Smile! You are on Canid Camera




ESF researcher seeks citizen scientists to help surveillance camera ID photos

By Karen B. Moore

If you enjoy looking at animal photos online, Canid Camera, a project of an ESF researcher, offers the opportunity to do so while helping to enhance and create habitat.

Canid Camera is a project by postdoctoral associate Dr. Amanda Cheeseman, mammalogist and conservation biologist, which engages citizen scientists to identify animals captured by surveillance cameras and, in turn, could help determine the future of young forests.

“We use surveillance cameras to get a feel for the diversity of wildlife in different types of forests, especially young forests,” Cheeseman said.

“Jeune forêt” is the stage between an old field and a typical mature forest. “It is characterized by young and old shrubs, saplings and a very dense understory,” Cheeseman said. Over 100 species depend on young forests in the northeastern region of the United States, but these forests are becoming increasingly rare and fragmented due to human influences. The result is a decline of many animal species.

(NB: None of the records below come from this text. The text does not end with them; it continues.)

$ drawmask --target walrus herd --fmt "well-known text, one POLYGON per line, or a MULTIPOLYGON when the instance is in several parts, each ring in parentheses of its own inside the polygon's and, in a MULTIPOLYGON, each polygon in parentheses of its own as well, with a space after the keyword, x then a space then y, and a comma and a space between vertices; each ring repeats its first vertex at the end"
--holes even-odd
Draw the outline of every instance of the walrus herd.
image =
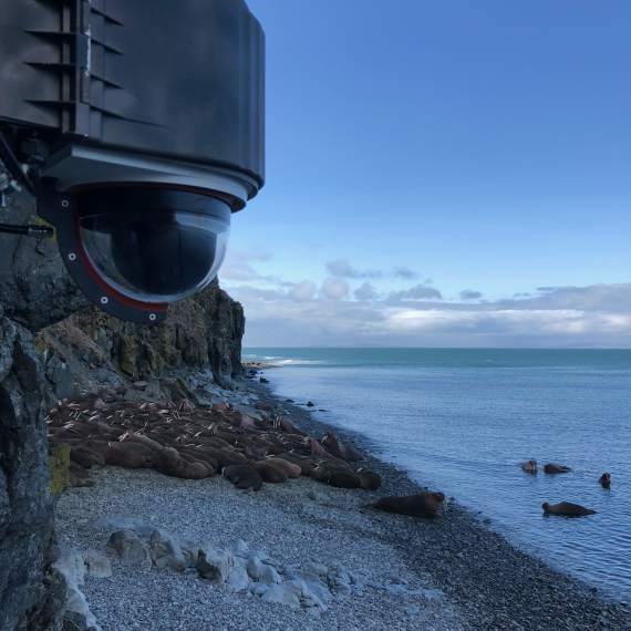
MULTIPOLYGON (((355 470, 362 454, 328 433, 318 442, 281 416, 247 415, 230 404, 197 410, 189 403, 112 403, 97 399, 92 406, 63 400, 48 408, 48 439, 70 445, 70 484, 90 486, 86 469, 112 465, 155 468, 184 479, 216 474, 242 490, 263 484, 283 484, 301 475, 338 488, 376 490, 381 476, 368 467, 355 470)), ((438 504, 421 494, 414 508, 410 498, 383 498, 383 510, 436 517, 438 504), (395 501, 397 500, 397 501, 395 501), (428 503, 430 501, 430 503, 428 503), (435 504, 435 506, 434 506, 435 504)), ((434 494, 441 496, 442 494, 434 494)), ((441 500, 438 500, 441 501, 441 500)))
MULTIPOLYGON (((537 461, 528 461, 521 465, 521 469, 526 473, 536 474, 537 473, 537 461)), ((547 474, 561 474, 569 473, 572 469, 565 465, 557 465, 556 463, 548 463, 544 465, 544 473, 547 474)), ((611 475, 602 474, 598 478, 598 484, 602 488, 611 487, 611 475)), ((561 501, 559 504, 548 504, 547 501, 542 505, 545 515, 563 515, 565 517, 582 517, 583 515, 596 515, 596 510, 585 508, 580 504, 571 504, 570 501, 561 501)))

“There is a lot of wildlife and plant diversity (in the young forests). These are really vibrant places. Great places for bird watching, great places for animal viewing,” said Cheeseman. “These spaces have declined and with them a number of species that depend on them, such as bobcats and cottontail rabbits in New England.”

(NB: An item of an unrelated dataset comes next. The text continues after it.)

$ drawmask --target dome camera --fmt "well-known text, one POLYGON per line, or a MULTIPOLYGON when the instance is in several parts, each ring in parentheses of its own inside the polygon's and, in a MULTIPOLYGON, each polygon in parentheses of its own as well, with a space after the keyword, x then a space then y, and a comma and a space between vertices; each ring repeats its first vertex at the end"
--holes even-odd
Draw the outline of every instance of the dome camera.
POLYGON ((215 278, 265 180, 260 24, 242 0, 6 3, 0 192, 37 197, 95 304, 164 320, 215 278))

In response to these declines, efforts to create and improve young forests are underway. However, identifying the best methods to create high-quality young forests has presented challenges for biologists and land managers, she said.

“We know this involves some kind of disruption,” she said. “Historically, young forests were created as a result of events such as fires, windfall, ice storms or beaver dams.” However, forest fires are rare in the northeast and, Cheeseman said, “we don’t have as many beavers and we certainly don’t let them create ponds like before, so we don’t get young forests. naturally and we have to. manually.”

This is where the Canid camera comes in.

Taking its name from a play on the hidden camera / practical joke reality show, Canid Camera “examines the diversity of wildlife in mature forests and young forests, and the diversity of wildlife in different types. young managed forests so that we can try to get a better idea of ​​which management techniques are getting the desired results from the diversity of wildlife, ”Cheeseman said.

Cheeseman and his team have set up numerous camera traps in the Hudson Valley area to obtain photos of wildlife to determine which areas they use and do not use and relate this information to forest management practices.

“What we got were hundreds of thousands of pictures of wild animals and others that are not – like moving grass – but we need to know what is in the pictures. and it takes a lot of effort, ”she said.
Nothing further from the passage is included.